On ne se moque pas des ingénieurs !Les marronniers furent rasés. On planta d’autres essences d’arbres notamment des tilleuls qui vous salissent les voitures avec le miel qui tombe de leurs fleurs. On a beau faire, chaque médaille a son revers.
Mais revenons en aux marronniers de la place du marché. Les bourgeons avaient éclaté il y a quelques jours et les fleurs étaient apparues.
Avez-vous pensé que le marronnier est un arbre anachronique qui allume ses bougies au printemps !
Mais les fleurs des marronniers annoncent un autre plaisir : les premières asperges.
Oh ! elles viennent de loin, d’Espagne et même de plus loin encore. Alors les marchands alignaient les bottes bien en vuz.
Vous avez vu leur prix !
Non, à ce prix-là, on va encore attendre un peu !
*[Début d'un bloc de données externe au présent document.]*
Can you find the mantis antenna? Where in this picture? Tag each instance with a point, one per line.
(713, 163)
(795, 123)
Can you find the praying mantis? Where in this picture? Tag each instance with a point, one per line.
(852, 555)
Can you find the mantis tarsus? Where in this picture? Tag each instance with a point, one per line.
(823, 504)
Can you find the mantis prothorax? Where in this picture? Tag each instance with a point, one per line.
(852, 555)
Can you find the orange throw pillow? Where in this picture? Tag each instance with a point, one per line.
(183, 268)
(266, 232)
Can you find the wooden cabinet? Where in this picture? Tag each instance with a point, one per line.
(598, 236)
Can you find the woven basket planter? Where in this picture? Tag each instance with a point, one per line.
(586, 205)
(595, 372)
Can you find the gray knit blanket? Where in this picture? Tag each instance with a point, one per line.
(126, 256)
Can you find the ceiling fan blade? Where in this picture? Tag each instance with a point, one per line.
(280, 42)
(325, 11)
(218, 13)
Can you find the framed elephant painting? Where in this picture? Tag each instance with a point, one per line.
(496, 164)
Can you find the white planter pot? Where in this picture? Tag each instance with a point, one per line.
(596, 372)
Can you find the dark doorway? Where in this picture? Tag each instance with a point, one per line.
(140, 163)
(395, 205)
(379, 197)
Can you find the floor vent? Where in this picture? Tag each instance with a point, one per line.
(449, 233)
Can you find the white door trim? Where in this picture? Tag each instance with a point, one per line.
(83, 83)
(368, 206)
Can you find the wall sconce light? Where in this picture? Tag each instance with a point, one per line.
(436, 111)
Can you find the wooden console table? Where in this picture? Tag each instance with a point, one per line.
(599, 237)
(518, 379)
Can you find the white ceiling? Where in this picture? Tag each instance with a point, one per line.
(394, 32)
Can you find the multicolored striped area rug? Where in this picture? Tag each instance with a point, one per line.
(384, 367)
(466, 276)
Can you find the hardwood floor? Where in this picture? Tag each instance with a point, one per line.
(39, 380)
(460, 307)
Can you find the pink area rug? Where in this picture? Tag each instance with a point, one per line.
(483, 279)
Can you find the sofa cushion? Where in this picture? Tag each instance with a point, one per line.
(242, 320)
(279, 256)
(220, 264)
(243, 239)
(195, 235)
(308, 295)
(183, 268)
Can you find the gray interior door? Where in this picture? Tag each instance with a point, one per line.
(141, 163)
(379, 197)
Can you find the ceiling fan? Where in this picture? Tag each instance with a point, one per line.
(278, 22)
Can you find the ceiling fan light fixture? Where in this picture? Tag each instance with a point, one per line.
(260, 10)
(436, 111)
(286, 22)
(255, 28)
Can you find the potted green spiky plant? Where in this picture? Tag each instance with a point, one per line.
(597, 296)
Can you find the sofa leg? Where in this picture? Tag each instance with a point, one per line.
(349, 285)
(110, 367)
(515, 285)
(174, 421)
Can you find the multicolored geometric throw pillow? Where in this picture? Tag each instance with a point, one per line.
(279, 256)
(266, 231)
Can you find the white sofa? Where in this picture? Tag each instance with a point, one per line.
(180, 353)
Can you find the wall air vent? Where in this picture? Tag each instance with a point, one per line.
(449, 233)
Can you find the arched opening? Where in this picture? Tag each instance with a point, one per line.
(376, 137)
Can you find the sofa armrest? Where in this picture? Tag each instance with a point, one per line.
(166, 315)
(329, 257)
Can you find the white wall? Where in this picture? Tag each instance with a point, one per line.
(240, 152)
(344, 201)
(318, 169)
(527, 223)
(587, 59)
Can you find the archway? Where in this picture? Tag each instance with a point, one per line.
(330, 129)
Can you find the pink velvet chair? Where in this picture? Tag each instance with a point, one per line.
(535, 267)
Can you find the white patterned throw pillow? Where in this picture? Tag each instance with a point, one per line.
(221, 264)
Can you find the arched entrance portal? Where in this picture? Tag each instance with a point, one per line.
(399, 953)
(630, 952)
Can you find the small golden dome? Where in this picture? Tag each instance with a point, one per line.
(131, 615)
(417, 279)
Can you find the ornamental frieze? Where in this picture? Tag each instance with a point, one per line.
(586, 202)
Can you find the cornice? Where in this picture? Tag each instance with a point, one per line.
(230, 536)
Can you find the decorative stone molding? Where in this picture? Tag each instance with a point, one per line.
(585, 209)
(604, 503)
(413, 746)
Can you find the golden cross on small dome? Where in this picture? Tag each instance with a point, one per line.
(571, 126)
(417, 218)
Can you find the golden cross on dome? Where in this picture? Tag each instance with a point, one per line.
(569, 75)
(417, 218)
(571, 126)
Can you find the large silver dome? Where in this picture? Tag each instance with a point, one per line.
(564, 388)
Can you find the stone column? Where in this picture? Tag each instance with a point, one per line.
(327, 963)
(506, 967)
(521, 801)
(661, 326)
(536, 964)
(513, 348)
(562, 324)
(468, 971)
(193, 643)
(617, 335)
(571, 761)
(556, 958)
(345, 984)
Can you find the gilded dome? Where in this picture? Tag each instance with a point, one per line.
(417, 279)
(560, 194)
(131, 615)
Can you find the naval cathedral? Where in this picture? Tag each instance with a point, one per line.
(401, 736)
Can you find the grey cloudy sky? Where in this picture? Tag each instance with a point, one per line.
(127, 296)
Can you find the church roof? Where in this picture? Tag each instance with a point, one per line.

Et les jours passent. Les asperges deviennent de plus en plus nombreuses et les prix commencent à baisser.
Et cela dure le temps de quelques semaines, le temps d’une parenthèse car voici déjà le 21juin avec sa fête de la Saint Jean d’été.
C’est à cette date que le paysan soucieux de protéger sa plantation récolte les dernières asperges.
Aujourd’hui, on trouve de tout à n’importe quelle époque. On déguste du raisin à Noël alors qu’on le regarde avec dédain quand il est en pleine maturité.
Le sage attend que le fruit soit mûr pour le cueillir à la force de son âge, quand le jus vous dégouline le long de vos doigts. Une année passe trop vite. Elle nous conduit de parenthèses en parenthèses et c’est là un grand secret : profiter pleinement de chaque parenthèse.
Alors je vous souhaite de savoir en profiter et je conjure le sort car je vous donne rendez-vous à l’année prochaine quand ce sera le retour de la saison des asperges.